Le processus de DDRR ne peut se faire qu’à travers la réconciliation nationale, car il faut, selon le président Touadera, préparer les cœurs à accueillir les reconvertis. Il a souligné que le ciment de tout ce processus, c’est la justice, car il faut préserver les droits des victimes.

La table ronde de Bruxelles avec les bailleurs

Par ailleurs, le Professeur Faustin Archange Touadera a également mis l’accent sur les enjeux de la rencontre de Bruxelles le 17 novembre 2016, avec les bailleurs de fonds et partenaires de la République Centrafricaine. L’objectif recherché par le gouvernement à travers cette table ronde, est la mobilisation des ressources nécessaires en vue de financer le relèvement économique du pays.

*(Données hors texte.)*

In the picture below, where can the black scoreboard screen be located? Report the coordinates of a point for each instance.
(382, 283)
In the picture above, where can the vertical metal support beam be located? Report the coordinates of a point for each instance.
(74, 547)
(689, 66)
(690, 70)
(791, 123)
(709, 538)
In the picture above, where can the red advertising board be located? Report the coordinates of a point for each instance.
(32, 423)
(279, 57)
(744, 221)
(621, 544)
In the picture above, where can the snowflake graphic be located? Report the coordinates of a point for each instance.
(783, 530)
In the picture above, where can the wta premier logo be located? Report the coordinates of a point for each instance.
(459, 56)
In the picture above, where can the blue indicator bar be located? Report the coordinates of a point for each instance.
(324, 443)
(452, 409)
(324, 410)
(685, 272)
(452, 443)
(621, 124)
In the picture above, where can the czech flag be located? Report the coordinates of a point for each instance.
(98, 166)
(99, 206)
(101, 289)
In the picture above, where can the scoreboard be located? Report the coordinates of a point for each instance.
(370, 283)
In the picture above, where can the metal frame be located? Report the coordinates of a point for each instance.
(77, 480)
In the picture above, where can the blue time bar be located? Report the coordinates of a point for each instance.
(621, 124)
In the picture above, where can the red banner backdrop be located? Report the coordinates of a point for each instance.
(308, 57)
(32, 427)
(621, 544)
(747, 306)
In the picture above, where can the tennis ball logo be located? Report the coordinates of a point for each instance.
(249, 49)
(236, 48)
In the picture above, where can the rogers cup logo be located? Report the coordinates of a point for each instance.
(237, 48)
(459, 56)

« Dans l’intérêt national, j’en appelle à l’union sacrée de toutes les forces vives de la Nation, au-delà des considérations partisanes pour la réussite de cette importante rencontre », a martelé le président Touadera.

En dépit des efforts déployés par le gouvernement dans un contexte économique particulièrement morose, pour renouer avec la paix, la cohésion sociale, le redéploiement de l’Administration et le relèvement économique, le président de la République Centrafrique pense que certains Centrafricains veulent par tous les moyens, replonger le pays dans un chaos indescriptible.

A la fin de sa déclaration, il s’en est suivi les échanges pouvant apporter des propositions à la solution pour la sortie définitive de la crise qui continue de fragiliser le pays.

« Je voudrais vous écouter, écouter vos propositions constructives, sur toutes les questions qui intéressent la paix, la sécurité, l’économie. C’est le moment de dire la vérité, toute la vérité, dans la dignité et le respect mutuel, sur la situation que traverse notre pays afin qu’ensemble, nous puissions trouver des solutions durables à cette crise qui ne cesse d’endeuiller de foyers et compromettre les efforts de relèvement économique du pays. C’est une rencontre de dialogue citoyen, républicain », a conclu le président de la République.

Il faut noter que le scandale produit lors de cette importante rencontre  avec les forces vives de la nation est l’exclusion du Groupe de Travail de la Société civile qui s’est vu refusée par les gardes présidentielles d’accéder à la salle où s’est tenue la concertation.